Nicolas Ghesquière Explores Louis Vuitton’s Raison D’ětre: Travel

The designer’s Autumn/Winter 2025 Louis Vuitton collection encompassed multiple realities, different lives, a whole spectrum of people criss-crossing in their own journeys, their own worlds

Lead ImageLouis Vuitton Autumn/Winter 2025 womenswearCourtesy of Louis Vuitton

Travel is why Louis Vuitton exists – the brand began when its founder was selected to fulfil the today incredibly esoteric-sounding job of trunk-packer to Empress Eugénie during France’s Second Empire, who charged Monsieur Vuitton with “packing the most beautiful clothes in a quite exquisite way”. Almost incidentally, he started making the trunks he packed too, and another French Empire was born. It’s also why a vast Vuitton building on the Champs-Elysées in Paris is wrapped in a gargantuan, ten-story silver Monogrammed trunk, like an AI-generated image made real – and the reason said building, when it opens to the public in 2026, will be a five-star hotel. Many brands could do that, of course, but it makes most sense for Vuitton out of them all.

That is also the reason Nicolas Ghesquière invented a train station as the setting for his Autumn/Winter 2025 Vuitton show, with models passing through esplanades in intersecting paths as if striding towards different platforms. It wasn’t an actual train station, granted – but it was erected right by the Gare du Nord, within echo distance of the chugging train noises of that international port of call. The actual show music, however, came courtesy of Kraftwerk – the cover art of the Trans-Europe Express EP was even printed on bags. Its title reflects the theme, but Kraftwerk’s music was also keyed to the mood of the collection, strongly 1980s influenced, our train trip not only through space, but time as well.

Invention, reinvention. The train station where this was staged was imaginary, but was based on an original – L’Étoile du Nord, a throwback to the 19th century, when Vuitton was founded, but recently dormant.

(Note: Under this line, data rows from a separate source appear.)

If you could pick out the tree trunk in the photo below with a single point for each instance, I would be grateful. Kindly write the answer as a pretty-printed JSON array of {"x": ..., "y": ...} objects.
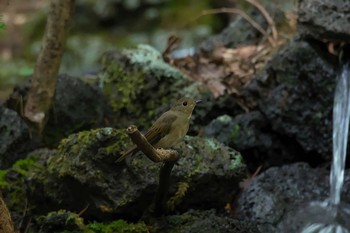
[{"x": 44, "y": 79}]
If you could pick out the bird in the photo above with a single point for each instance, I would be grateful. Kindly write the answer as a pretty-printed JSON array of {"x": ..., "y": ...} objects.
[{"x": 170, "y": 128}]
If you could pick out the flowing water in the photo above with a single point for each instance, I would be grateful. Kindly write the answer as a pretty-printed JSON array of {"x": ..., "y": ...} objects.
[
  {"x": 332, "y": 215},
  {"x": 341, "y": 114}
]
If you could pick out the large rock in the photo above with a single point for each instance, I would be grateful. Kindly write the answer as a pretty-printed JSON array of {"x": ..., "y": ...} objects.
[
  {"x": 278, "y": 200},
  {"x": 295, "y": 94},
  {"x": 251, "y": 134},
  {"x": 15, "y": 138},
  {"x": 140, "y": 86},
  {"x": 279, "y": 191},
  {"x": 324, "y": 19},
  {"x": 83, "y": 173},
  {"x": 208, "y": 221}
]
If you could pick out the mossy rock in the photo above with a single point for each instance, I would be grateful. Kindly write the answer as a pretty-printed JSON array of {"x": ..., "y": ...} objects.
[
  {"x": 84, "y": 173},
  {"x": 139, "y": 84},
  {"x": 16, "y": 184},
  {"x": 207, "y": 221}
]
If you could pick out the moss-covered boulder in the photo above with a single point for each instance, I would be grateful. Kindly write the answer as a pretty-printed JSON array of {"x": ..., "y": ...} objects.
[
  {"x": 139, "y": 84},
  {"x": 15, "y": 139},
  {"x": 207, "y": 221},
  {"x": 16, "y": 186},
  {"x": 83, "y": 174}
]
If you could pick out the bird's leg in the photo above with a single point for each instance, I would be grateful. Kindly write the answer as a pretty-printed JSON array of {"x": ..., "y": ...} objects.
[{"x": 169, "y": 157}]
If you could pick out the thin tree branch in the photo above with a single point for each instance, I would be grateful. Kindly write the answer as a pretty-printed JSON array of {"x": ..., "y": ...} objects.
[{"x": 169, "y": 157}]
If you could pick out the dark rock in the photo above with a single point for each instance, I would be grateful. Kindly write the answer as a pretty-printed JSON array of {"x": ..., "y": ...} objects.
[
  {"x": 281, "y": 191},
  {"x": 140, "y": 86},
  {"x": 295, "y": 94},
  {"x": 15, "y": 139},
  {"x": 238, "y": 32},
  {"x": 251, "y": 134},
  {"x": 83, "y": 173},
  {"x": 61, "y": 221},
  {"x": 195, "y": 221},
  {"x": 324, "y": 19},
  {"x": 279, "y": 199}
]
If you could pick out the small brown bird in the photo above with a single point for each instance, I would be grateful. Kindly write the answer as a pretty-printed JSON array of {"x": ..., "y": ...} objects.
[{"x": 170, "y": 128}]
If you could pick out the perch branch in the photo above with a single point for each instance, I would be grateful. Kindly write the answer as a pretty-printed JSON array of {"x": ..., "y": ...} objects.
[
  {"x": 156, "y": 155},
  {"x": 169, "y": 157}
]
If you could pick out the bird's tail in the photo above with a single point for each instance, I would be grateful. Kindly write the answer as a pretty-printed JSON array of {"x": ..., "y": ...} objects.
[{"x": 131, "y": 151}]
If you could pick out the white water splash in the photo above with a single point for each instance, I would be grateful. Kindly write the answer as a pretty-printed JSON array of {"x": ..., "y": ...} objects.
[
  {"x": 341, "y": 115},
  {"x": 332, "y": 216}
]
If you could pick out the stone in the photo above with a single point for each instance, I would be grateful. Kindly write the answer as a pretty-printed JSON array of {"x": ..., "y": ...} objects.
[{"x": 324, "y": 19}]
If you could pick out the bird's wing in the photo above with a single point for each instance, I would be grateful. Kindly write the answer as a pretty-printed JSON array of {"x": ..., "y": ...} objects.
[{"x": 160, "y": 128}]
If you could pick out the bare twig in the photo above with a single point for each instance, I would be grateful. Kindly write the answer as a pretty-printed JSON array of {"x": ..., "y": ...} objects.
[
  {"x": 267, "y": 16},
  {"x": 238, "y": 12},
  {"x": 47, "y": 65},
  {"x": 156, "y": 155},
  {"x": 169, "y": 157},
  {"x": 6, "y": 224}
]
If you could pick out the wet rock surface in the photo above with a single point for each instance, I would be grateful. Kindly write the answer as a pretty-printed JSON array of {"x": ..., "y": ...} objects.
[
  {"x": 324, "y": 19},
  {"x": 293, "y": 117},
  {"x": 195, "y": 221},
  {"x": 279, "y": 191},
  {"x": 139, "y": 84},
  {"x": 297, "y": 100},
  {"x": 84, "y": 173},
  {"x": 15, "y": 140},
  {"x": 279, "y": 196}
]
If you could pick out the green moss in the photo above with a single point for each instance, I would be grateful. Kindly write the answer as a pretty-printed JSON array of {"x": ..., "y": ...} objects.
[
  {"x": 122, "y": 87},
  {"x": 236, "y": 160},
  {"x": 84, "y": 140},
  {"x": 119, "y": 226},
  {"x": 235, "y": 132},
  {"x": 3, "y": 183},
  {"x": 26, "y": 166},
  {"x": 129, "y": 78}
]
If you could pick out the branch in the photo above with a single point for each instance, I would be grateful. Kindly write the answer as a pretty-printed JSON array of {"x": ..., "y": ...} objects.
[
  {"x": 169, "y": 157},
  {"x": 156, "y": 155},
  {"x": 6, "y": 224},
  {"x": 47, "y": 65}
]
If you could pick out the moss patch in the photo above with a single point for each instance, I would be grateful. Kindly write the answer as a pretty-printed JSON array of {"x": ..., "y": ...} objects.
[{"x": 119, "y": 226}]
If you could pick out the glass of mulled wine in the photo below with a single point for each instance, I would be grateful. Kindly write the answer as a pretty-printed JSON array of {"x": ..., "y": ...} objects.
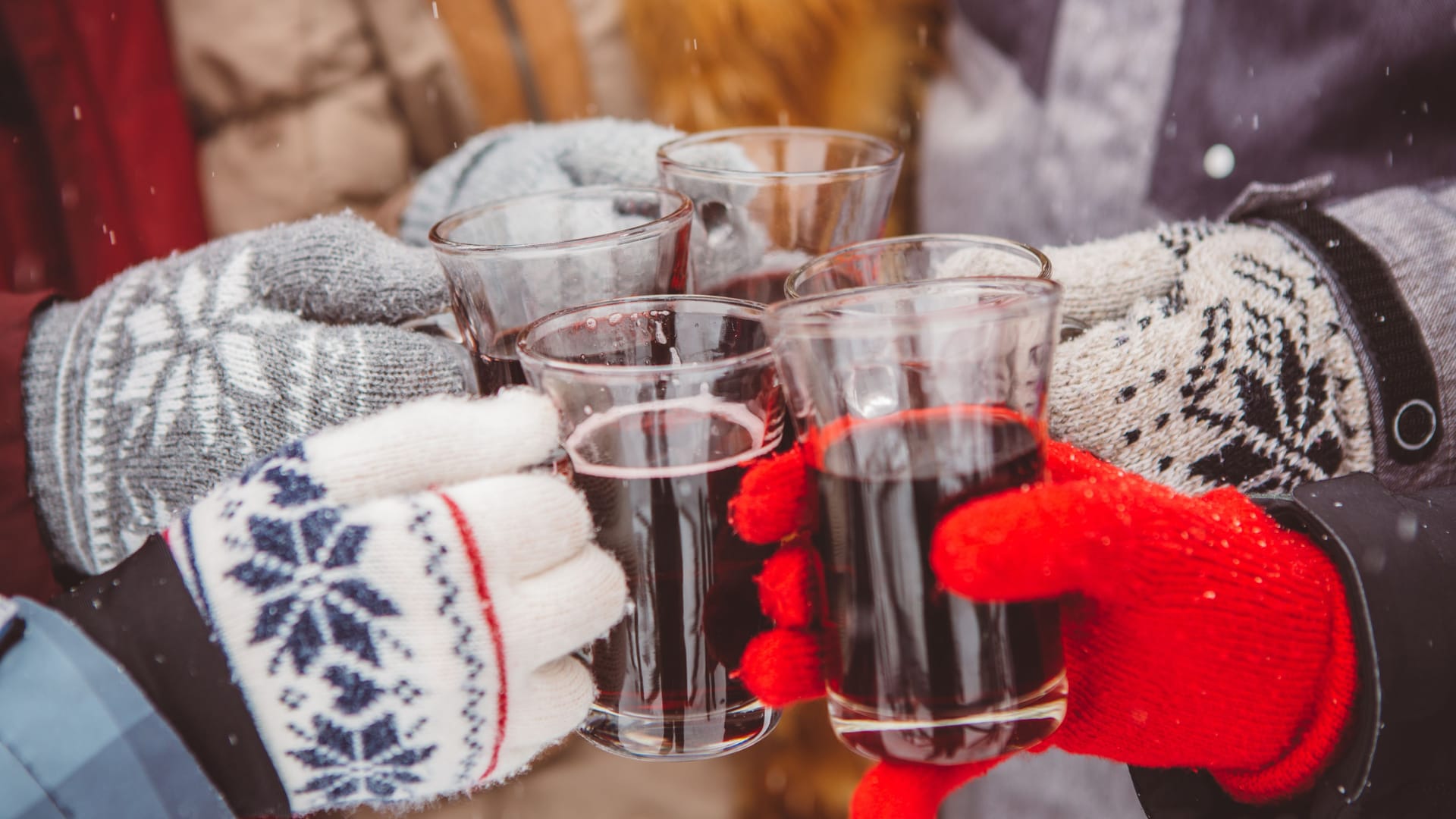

It’s set to become a corporate headquarters, but Vuitton commandeered the space for this show. And it’s a fitting metaphor for a house reinvented, formed by its past but not restrained.

There was a similar sense of freedom in these clothes. For Ghesquière, a train station is a place of intersecting lives and celebrated differences, so no two outfits seemed the same. Granted, these were the most fabulous train travellers you’ve seen since Eugénie’s days. The riff was 1980s rather than 1850s, but the clothes switched between corporate working girl suiting – broad shouldered, forceful – and the delicacy of hand-painted devoré dresses, outdoorsy gear, mannish and femme, sleek or sports. The divergence was precisely the point, like crossing paths from different walks of life – strangers on a train. Of course, their luggage was important; they carried, accordingly, dinky ladylike bags, vast duffles, instrument cases in Damier and Monogram canvasses, wrapped-up camping blankets, and a glowing Victorian lantern. Because, why not? And then, of course, the collection itself became about travel too, between those different walks of life, between other identities.

That’s something that has always fascinated Ghesquière at Vuitton – from his very first collection, there’s always been a root in reality. Here, it was multiple realities, different lives, a whole spectrum of people criss-crossing in their own journeys, their own worlds. But they did all look like they’d be staying in the Vuitton hotel if their trains got delayed.